The insurance industry faces a new and urgent threat. Following a string of attacks on major UK retailers including Marks & Spencer, Co-op, and Harrods, Google’s Threat Intelligence Group has warned that hackers known as Scattered Spider are now targeting multiple US insurance companies using sophisticated social engineering tactics.
For UK insurance companies, this warning should serve as a wake-up call.
The latest government data shows that 50% of businesses in the finance or insurance sector have incident response plans. However, social engineering attacks exploit human vulnerabilities that technology alone cannot address.
This shift – from purely digital attacks to blended approaches that combine online manipulation with physical intrusion attempts – represents a significant escalation in cybercriminal tactics.

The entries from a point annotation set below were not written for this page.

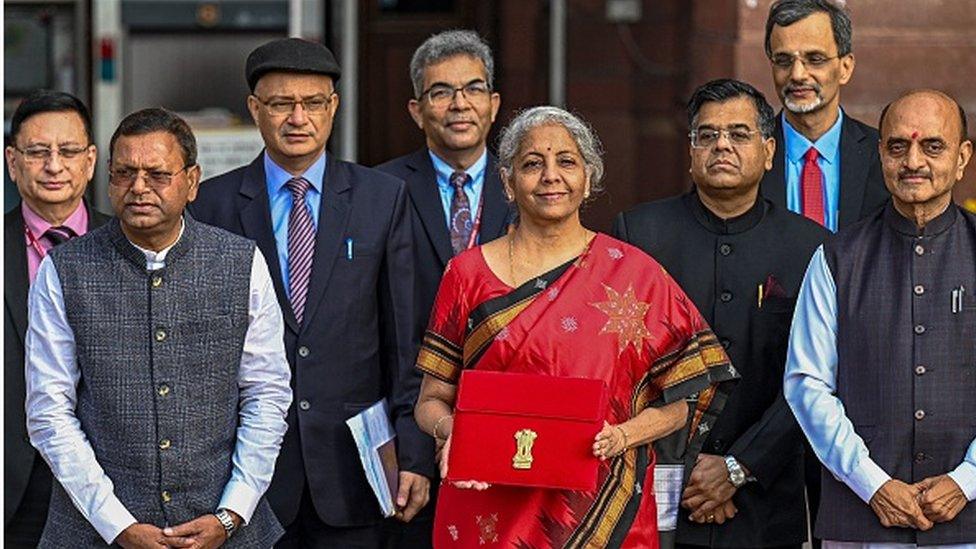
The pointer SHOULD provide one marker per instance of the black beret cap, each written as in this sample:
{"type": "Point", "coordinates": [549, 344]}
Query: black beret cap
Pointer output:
{"type": "Point", "coordinates": [290, 55]}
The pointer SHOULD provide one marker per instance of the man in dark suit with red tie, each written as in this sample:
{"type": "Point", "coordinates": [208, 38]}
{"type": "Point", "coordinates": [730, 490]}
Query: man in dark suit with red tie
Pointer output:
{"type": "Point", "coordinates": [453, 187]}
{"type": "Point", "coordinates": [337, 239]}
{"type": "Point", "coordinates": [51, 158]}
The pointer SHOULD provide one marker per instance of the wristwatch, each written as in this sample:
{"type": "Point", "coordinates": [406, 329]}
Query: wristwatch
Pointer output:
{"type": "Point", "coordinates": [736, 475]}
{"type": "Point", "coordinates": [226, 521]}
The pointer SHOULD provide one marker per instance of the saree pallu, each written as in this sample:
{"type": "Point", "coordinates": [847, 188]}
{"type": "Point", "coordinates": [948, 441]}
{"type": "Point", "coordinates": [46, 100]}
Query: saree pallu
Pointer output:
{"type": "Point", "coordinates": [612, 314]}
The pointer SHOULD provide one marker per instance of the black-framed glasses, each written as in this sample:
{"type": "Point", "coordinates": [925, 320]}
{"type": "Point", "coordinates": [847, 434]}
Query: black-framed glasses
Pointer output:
{"type": "Point", "coordinates": [808, 60]}
{"type": "Point", "coordinates": [45, 154]}
{"type": "Point", "coordinates": [704, 138]}
{"type": "Point", "coordinates": [280, 106]}
{"type": "Point", "coordinates": [440, 95]}
{"type": "Point", "coordinates": [157, 179]}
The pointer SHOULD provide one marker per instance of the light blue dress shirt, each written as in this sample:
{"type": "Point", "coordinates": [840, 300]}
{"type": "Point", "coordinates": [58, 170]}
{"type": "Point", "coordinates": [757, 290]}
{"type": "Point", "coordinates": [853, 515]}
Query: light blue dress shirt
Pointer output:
{"type": "Point", "coordinates": [279, 199]}
{"type": "Point", "coordinates": [828, 146]}
{"type": "Point", "coordinates": [810, 387]}
{"type": "Point", "coordinates": [472, 189]}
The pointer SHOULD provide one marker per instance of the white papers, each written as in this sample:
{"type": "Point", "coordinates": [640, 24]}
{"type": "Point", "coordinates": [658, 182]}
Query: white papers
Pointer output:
{"type": "Point", "coordinates": [376, 443]}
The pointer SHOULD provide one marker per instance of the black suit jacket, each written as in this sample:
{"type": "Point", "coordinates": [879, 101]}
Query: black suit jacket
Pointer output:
{"type": "Point", "coordinates": [862, 188]}
{"type": "Point", "coordinates": [18, 454]}
{"type": "Point", "coordinates": [431, 237]}
{"type": "Point", "coordinates": [720, 264]}
{"type": "Point", "coordinates": [354, 346]}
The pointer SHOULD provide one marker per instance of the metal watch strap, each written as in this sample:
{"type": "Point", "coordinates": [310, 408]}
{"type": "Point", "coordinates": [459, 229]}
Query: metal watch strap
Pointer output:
{"type": "Point", "coordinates": [226, 521]}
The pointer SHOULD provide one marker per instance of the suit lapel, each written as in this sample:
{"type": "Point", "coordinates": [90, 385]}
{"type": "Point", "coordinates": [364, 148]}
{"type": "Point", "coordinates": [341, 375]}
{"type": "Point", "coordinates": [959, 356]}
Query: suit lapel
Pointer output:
{"type": "Point", "coordinates": [853, 171]}
{"type": "Point", "coordinates": [334, 210]}
{"type": "Point", "coordinates": [773, 185]}
{"type": "Point", "coordinates": [255, 212]}
{"type": "Point", "coordinates": [426, 198]}
{"type": "Point", "coordinates": [16, 281]}
{"type": "Point", "coordinates": [495, 217]}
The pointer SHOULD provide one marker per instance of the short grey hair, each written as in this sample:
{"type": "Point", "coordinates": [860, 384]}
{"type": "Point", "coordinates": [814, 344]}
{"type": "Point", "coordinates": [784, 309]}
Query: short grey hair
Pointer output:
{"type": "Point", "coordinates": [449, 44]}
{"type": "Point", "coordinates": [582, 133]}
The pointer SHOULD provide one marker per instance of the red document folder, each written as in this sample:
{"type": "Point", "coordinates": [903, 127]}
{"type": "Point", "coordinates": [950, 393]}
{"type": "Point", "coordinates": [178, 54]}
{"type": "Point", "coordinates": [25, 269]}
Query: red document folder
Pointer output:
{"type": "Point", "coordinates": [527, 430]}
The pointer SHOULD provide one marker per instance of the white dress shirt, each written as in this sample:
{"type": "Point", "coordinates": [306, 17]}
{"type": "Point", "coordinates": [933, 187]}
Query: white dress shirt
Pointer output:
{"type": "Point", "coordinates": [53, 375]}
{"type": "Point", "coordinates": [810, 387]}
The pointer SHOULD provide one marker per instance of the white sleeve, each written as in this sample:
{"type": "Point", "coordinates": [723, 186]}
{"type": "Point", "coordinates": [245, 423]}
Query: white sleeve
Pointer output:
{"type": "Point", "coordinates": [265, 395]}
{"type": "Point", "coordinates": [52, 379]}
{"type": "Point", "coordinates": [810, 385]}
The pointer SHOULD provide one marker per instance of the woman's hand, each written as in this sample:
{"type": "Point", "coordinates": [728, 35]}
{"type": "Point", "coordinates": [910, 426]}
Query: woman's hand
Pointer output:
{"type": "Point", "coordinates": [610, 442]}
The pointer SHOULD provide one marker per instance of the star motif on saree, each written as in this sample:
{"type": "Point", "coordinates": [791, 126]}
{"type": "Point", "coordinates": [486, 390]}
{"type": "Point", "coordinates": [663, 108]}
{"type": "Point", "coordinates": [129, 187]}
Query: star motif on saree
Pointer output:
{"type": "Point", "coordinates": [626, 318]}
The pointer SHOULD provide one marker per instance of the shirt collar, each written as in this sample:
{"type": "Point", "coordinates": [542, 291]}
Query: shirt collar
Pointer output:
{"type": "Point", "coordinates": [276, 176]}
{"type": "Point", "coordinates": [797, 144]}
{"type": "Point", "coordinates": [77, 221]}
{"type": "Point", "coordinates": [444, 170]}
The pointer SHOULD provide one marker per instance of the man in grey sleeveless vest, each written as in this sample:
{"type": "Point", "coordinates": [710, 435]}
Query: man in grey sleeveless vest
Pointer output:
{"type": "Point", "coordinates": [157, 384]}
{"type": "Point", "coordinates": [881, 369]}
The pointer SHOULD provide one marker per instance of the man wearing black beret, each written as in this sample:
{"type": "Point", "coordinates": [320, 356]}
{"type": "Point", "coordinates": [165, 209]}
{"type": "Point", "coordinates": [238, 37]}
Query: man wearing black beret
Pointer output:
{"type": "Point", "coordinates": [337, 239]}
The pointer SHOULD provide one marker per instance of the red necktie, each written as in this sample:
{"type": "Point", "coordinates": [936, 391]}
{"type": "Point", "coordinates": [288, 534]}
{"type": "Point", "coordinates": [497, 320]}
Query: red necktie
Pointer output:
{"type": "Point", "coordinates": [812, 183]}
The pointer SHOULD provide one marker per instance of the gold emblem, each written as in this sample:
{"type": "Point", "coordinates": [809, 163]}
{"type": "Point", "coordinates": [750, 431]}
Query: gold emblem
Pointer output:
{"type": "Point", "coordinates": [524, 439]}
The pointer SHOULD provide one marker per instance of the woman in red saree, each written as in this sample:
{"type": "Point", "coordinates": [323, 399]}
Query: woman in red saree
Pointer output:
{"type": "Point", "coordinates": [554, 298]}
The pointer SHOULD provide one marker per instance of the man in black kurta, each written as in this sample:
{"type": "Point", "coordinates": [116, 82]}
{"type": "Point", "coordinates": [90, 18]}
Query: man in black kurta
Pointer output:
{"type": "Point", "coordinates": [882, 359]}
{"type": "Point", "coordinates": [741, 259]}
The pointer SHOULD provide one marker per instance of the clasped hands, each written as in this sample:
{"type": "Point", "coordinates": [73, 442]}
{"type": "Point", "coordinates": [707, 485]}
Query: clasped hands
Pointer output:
{"type": "Point", "coordinates": [919, 505]}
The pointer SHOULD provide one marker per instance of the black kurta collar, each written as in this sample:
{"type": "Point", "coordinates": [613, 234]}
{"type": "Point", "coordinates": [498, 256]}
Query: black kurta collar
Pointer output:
{"type": "Point", "coordinates": [733, 225]}
{"type": "Point", "coordinates": [907, 227]}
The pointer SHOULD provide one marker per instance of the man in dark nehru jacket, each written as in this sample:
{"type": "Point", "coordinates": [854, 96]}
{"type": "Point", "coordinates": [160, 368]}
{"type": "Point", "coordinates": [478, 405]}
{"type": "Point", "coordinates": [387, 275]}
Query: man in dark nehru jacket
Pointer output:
{"type": "Point", "coordinates": [455, 193]}
{"type": "Point", "coordinates": [337, 238]}
{"type": "Point", "coordinates": [881, 369]}
{"type": "Point", "coordinates": [740, 258]}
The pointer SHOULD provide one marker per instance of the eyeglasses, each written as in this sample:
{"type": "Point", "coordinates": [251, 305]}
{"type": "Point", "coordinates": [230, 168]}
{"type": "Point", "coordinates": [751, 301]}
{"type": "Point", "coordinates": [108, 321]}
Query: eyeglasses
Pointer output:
{"type": "Point", "coordinates": [317, 104]}
{"type": "Point", "coordinates": [157, 179]}
{"type": "Point", "coordinates": [440, 95]}
{"type": "Point", "coordinates": [45, 154]}
{"type": "Point", "coordinates": [704, 138]}
{"type": "Point", "coordinates": [809, 60]}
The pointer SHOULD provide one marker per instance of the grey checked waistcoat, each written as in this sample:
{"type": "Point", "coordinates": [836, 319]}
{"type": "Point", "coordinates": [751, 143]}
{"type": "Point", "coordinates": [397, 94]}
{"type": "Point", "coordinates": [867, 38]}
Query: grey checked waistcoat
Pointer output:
{"type": "Point", "coordinates": [159, 353]}
{"type": "Point", "coordinates": [906, 369]}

What Makes This Threat Different
The Blended Attack Evolution
Modern social engineering has evolved beyond simple phishing emails. Attackers now combine digital manipulation with physical presence, using fake credentials, uniforms, and convincing cover stories to gain access to buildings and sensitive areas. This multi-pronged approach makes detection and prevention significantly more challenging.
The Scattered Spider Approach
Scattered Spider (just one name for this particular collective of threat actors) employs sophisticated social engineering attacks to bypass mature security programmes. They use tactics that include:
- Phishing,
- SIM-swapping,
- And MFA fatigue attacks for initial access.
What sets this group apart is their use of native English speakers. Since they can convincingly impersonate employees, the group’s deception is particularly effective against UK and US targets.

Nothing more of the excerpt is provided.